Can computers invent new things that change the world, even pharmaceuticals and solutions outside the scope of human capacity? The answer is a resounding “yes”, according to Hafsteinn Einarsson, assistant professor of computer science at the University of Iceland.
“There is no doubt that computers will invent more and more things. It is already happening. AI is already being used in research and development in the pharmaceutical industry. Of course, until now there has always been a human element when AI is utilised, but this will become less prominent in the future in my opinion,” says Hafsteinn.
Christmas pictures created by computers using AI interface created by Hafsteinn have caused a bit of stir. Hafsteinn writes a textual description that he feeds to the computer that promptly creates images based on the descriptions. The process can be viewed as art creation using AI methods.
“The pictures are created using a specific type of dispersion modelling, where noise is cancelled from the images. Using such a model on an image consisting only of noise you can add models that control what parts of the image emerge. I can for example use another model trained to work on the interplay of text and images. This enables me to input a textual description and direct the creative process so that with each step the image better fits the textual description.”
AI based on models to create images from text
When Hafsteinn is asked to explain better it becomes clear that the process is complex, and language may be inadequate to explain exactly what happens.
“Several models are used in the process, but the model is the one that ultimately unveils the image; by cancelling noise step by step,” says Hafsteinn.
“The model trained for text and images that I use is based on contrastive learning. A neural network attempts to embed text and image in the same space; thus the embedding of the text used to describe a picture is similar to the embedding of the image. Embedding of a text that does not fit the image contrasts to it, and should not be similar to the embedding of the image in the allotted space.”
At this point the technological jargon has become a bit dense, but Hafsteinn says that by training AI a presentation of text and image will contain data on the content of the text and what can be found in the picture. In other words, the computer learns to create images that fit the text.
“I also use less essential models to for example enlarge the image, or clean it up a little.”
“The model trained for text and images that I use is based on contrastive learning. A neural network attempts to embed text and image in the same space; thus the embedding of the text used to describe a picture is similar to the embedding of the image. Embedding of a text that does not fit the image contrasts to it, and should not be similar to the embedding of the image in the allotted space,” says Hafsteinn. Here is one of the Christmas pictures created by computers using AI interface.

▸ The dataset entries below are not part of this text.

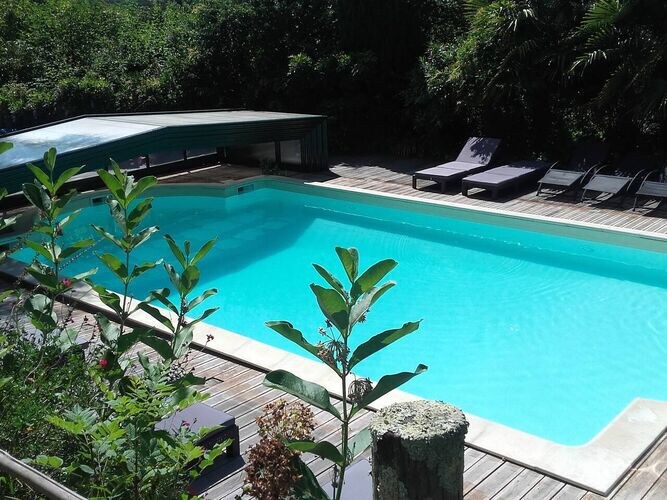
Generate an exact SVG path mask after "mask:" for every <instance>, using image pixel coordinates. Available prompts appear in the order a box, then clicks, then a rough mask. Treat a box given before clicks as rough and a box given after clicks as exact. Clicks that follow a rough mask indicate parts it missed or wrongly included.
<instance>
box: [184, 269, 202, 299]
mask: <svg viewBox="0 0 667 500" xmlns="http://www.w3.org/2000/svg"><path fill="white" fill-rule="evenodd" d="M200 275H201V274H200V272H199V269H198V268H196V267H195V266H187V267H186V268H185V269H184V270H183V273H182V274H181V283H182V285H183V289H184V291H185V293H190V292H191V291H192V289H193V288H194V287H196V286H197V283H199V277H200Z"/></svg>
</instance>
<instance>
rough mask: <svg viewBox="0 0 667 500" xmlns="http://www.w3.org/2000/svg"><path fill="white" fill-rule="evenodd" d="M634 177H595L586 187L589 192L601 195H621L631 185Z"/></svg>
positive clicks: (589, 182) (619, 176) (587, 190)
mask: <svg viewBox="0 0 667 500" xmlns="http://www.w3.org/2000/svg"><path fill="white" fill-rule="evenodd" d="M630 181H632V177H622V176H617V175H602V174H598V175H596V176H594V177H593V178H592V179H591V180H590V181H588V183H587V184H586V185H585V186H584V189H585V190H587V191H597V192H599V193H611V194H618V193H620V192H621V191H622V190H623V189H624V188H625V187H626V186H627V185H628V184H629V183H630Z"/></svg>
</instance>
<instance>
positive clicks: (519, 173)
mask: <svg viewBox="0 0 667 500" xmlns="http://www.w3.org/2000/svg"><path fill="white" fill-rule="evenodd" d="M549 165H550V164H549V162H546V161H538V160H536V161H519V162H515V163H510V164H509V165H502V166H500V167H495V168H492V169H491V170H487V171H486V172H480V173H478V174H474V175H471V176H469V177H466V178H465V179H463V180H464V181H465V182H466V184H469V185H474V184H479V185H489V186H491V185H493V186H496V185H501V184H505V183H511V182H513V181H519V180H520V179H523V178H526V177H530V176H534V175H536V174H539V172H542V171H545V170H547V169H548V168H549Z"/></svg>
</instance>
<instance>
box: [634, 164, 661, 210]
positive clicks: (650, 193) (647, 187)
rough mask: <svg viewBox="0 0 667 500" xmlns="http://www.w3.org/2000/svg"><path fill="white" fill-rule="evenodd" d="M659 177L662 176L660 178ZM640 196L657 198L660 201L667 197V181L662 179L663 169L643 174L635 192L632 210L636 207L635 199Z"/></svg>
mask: <svg viewBox="0 0 667 500" xmlns="http://www.w3.org/2000/svg"><path fill="white" fill-rule="evenodd" d="M661 177H663V178H662V179H661ZM640 196H641V197H644V198H650V199H652V200H658V201H660V203H662V201H663V200H665V199H667V182H665V179H664V171H663V172H661V171H660V170H654V171H652V172H649V173H648V174H646V175H645V176H644V179H643V181H642V183H641V185H640V186H639V189H637V192H636V193H635V202H634V203H633V205H632V210H635V209H636V208H637V201H638V200H639V197H640Z"/></svg>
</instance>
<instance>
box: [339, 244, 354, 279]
mask: <svg viewBox="0 0 667 500" xmlns="http://www.w3.org/2000/svg"><path fill="white" fill-rule="evenodd" d="M336 253H337V254H338V258H339V259H340V262H341V264H343V269H345V273H346V274H347V277H348V279H349V280H350V283H354V280H356V279H357V273H358V272H359V252H358V251H357V249H356V248H342V247H336Z"/></svg>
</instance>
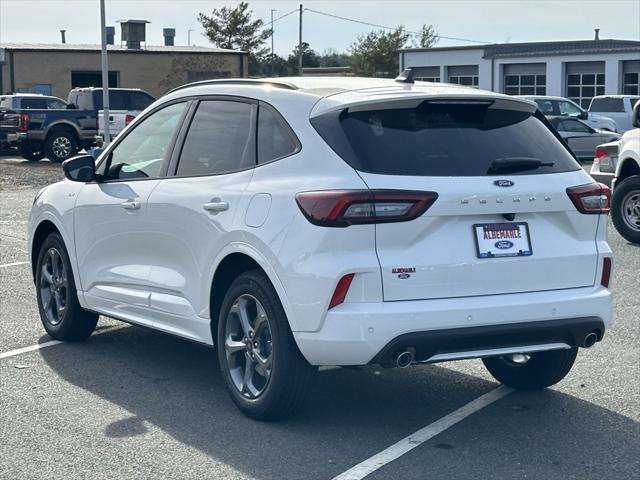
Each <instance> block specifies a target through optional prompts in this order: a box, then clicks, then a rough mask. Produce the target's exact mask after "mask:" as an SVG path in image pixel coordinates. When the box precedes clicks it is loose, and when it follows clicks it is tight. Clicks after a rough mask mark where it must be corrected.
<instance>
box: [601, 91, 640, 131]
mask: <svg viewBox="0 0 640 480" xmlns="http://www.w3.org/2000/svg"><path fill="white" fill-rule="evenodd" d="M638 100H640V96H638V95H599V96H597V97H593V98H592V99H591V103H590V104H589V115H591V114H593V115H601V116H607V117H609V118H611V119H612V120H613V121H614V122H616V127H617V130H616V131H617V132H618V133H624V132H626V131H627V130H630V129H631V128H632V125H631V117H632V115H631V111H632V110H633V106H634V105H635V104H636V102H638Z"/></svg>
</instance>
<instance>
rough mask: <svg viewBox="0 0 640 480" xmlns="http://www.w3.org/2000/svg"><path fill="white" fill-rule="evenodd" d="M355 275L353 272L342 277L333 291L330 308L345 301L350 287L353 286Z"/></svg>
mask: <svg viewBox="0 0 640 480" xmlns="http://www.w3.org/2000/svg"><path fill="white" fill-rule="evenodd" d="M353 275H354V274H353V273H349V274H347V275H345V276H344V277H342V278H341V279H340V281H339V282H338V285H336V289H335V291H334V292H333V296H332V297H331V301H330V302H329V310H331V309H332V308H333V307H335V306H336V305H340V304H341V303H344V299H345V298H346V296H347V292H348V291H349V287H350V286H351V281H352V280H353Z"/></svg>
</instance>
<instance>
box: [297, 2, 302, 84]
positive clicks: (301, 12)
mask: <svg viewBox="0 0 640 480" xmlns="http://www.w3.org/2000/svg"><path fill="white" fill-rule="evenodd" d="M298 27H299V28H298V76H300V77H301V76H302V4H300V21H299V24H298Z"/></svg>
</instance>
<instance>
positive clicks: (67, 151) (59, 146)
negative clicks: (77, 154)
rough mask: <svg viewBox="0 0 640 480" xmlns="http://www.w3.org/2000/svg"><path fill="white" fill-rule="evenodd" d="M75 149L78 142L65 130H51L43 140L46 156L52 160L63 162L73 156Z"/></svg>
mask: <svg viewBox="0 0 640 480" xmlns="http://www.w3.org/2000/svg"><path fill="white" fill-rule="evenodd" d="M77 151H78V142H77V141H76V138H75V136H74V135H73V134H72V133H69V132H67V131H65V130H59V131H54V132H51V133H50V134H49V136H48V137H47V140H46V142H45V152H46V154H47V158H48V159H49V160H51V161H52V162H58V163H60V162H63V161H65V160H66V159H67V158H70V157H72V156H74V155H75V154H76V153H77Z"/></svg>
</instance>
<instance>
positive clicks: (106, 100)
mask: <svg viewBox="0 0 640 480" xmlns="http://www.w3.org/2000/svg"><path fill="white" fill-rule="evenodd" d="M100 33H101V36H102V52H101V60H102V134H103V135H104V144H105V145H108V144H109V142H110V141H111V136H110V135H111V132H109V61H108V60H107V27H106V21H105V14H104V0H100Z"/></svg>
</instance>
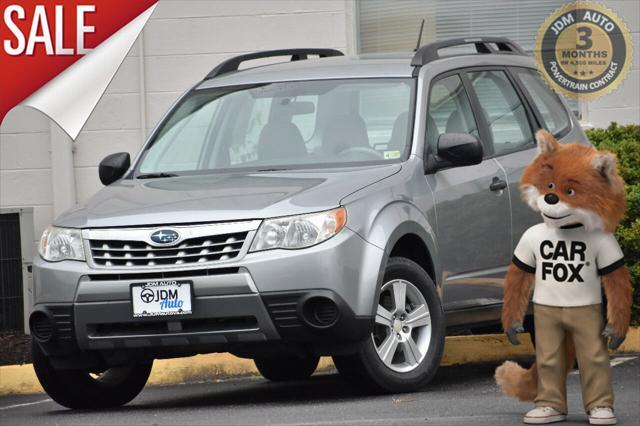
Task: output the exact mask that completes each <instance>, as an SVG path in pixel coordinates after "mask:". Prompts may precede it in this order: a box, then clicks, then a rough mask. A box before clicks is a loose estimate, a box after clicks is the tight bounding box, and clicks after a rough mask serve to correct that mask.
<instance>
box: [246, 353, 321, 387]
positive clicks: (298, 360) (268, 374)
mask: <svg viewBox="0 0 640 426" xmlns="http://www.w3.org/2000/svg"><path fill="white" fill-rule="evenodd" d="M319 361H320V358H319V357H317V356H310V357H306V358H297V357H285V358H256V359H254V362H255V364H256V368H257V369H258V371H259V372H260V374H262V377H264V378H265V379H267V380H270V381H272V382H287V381H292V380H304V379H308V378H309V377H310V376H311V375H312V374H313V372H314V371H316V367H318V362H319Z"/></svg>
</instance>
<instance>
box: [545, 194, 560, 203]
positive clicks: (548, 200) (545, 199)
mask: <svg viewBox="0 0 640 426" xmlns="http://www.w3.org/2000/svg"><path fill="white" fill-rule="evenodd" d="M544 201H545V202H546V203H547V204H558V201H560V198H558V196H557V195H556V194H554V193H553V192H549V193H548V194H546V195H545V196H544Z"/></svg>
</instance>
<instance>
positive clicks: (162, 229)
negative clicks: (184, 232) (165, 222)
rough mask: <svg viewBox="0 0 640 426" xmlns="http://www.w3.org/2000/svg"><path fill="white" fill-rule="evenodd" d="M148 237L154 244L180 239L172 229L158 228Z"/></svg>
mask: <svg viewBox="0 0 640 426" xmlns="http://www.w3.org/2000/svg"><path fill="white" fill-rule="evenodd" d="M149 238H150V239H151V241H153V242H154V243H156V244H171V243H175V242H176V241H178V240H179V239H180V234H178V233H177V232H176V231H174V230H173V229H160V230H158V231H155V232H154V233H153V234H151V236H150V237H149Z"/></svg>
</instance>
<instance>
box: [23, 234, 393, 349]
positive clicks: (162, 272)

Pictures of virtually anything can be created
These days Hafsteinn is researching both text and images using neural network methods. In this process he uses the aforementioned methods, using contrastive learning, and thus he encountered the distribution models.
“Interest in the interaction between models of the kind I have been using has been growing in recent months, and an explosion in the field of artistic creation using AI is taking place. This is the first time a convincing image of literally anything can be created with relatively little effort. I have been in touch with international artists using methods similar to mine, and it is varies greatly how the methods enter the creative process. This development is very exciting and I believe we will see a lot of progress in this field in the near future.

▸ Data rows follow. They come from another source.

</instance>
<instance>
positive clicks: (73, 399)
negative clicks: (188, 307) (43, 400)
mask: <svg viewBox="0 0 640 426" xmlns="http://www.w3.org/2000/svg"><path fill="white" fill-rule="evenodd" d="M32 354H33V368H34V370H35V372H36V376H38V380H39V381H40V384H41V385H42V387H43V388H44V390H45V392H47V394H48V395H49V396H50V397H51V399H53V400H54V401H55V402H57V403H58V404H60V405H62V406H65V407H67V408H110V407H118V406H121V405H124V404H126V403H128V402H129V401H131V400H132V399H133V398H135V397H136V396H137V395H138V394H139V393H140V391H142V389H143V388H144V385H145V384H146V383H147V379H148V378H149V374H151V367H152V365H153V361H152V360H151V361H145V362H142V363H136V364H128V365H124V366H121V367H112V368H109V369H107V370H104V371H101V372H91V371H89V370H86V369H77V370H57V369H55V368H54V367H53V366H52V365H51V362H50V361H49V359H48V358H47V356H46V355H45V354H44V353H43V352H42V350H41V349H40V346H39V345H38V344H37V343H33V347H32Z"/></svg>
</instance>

When the discussion turns to innovation Hafsteinn says that concerning the image creation the results we see have more to so with data access and processing power than novel methods.
“Of course, it is important to be familiar with the methodology to use the data correctly. Therefore, processing infrastructure and data must be present so this kind of work can be pursued. Training models with images and text enables us to better understand and analyse data that was not easily accessible before.”
Hafsteinn will hold a presentation at UTmessan at the beginning of February, where he will discuss this process and methods in the field of automated art creation.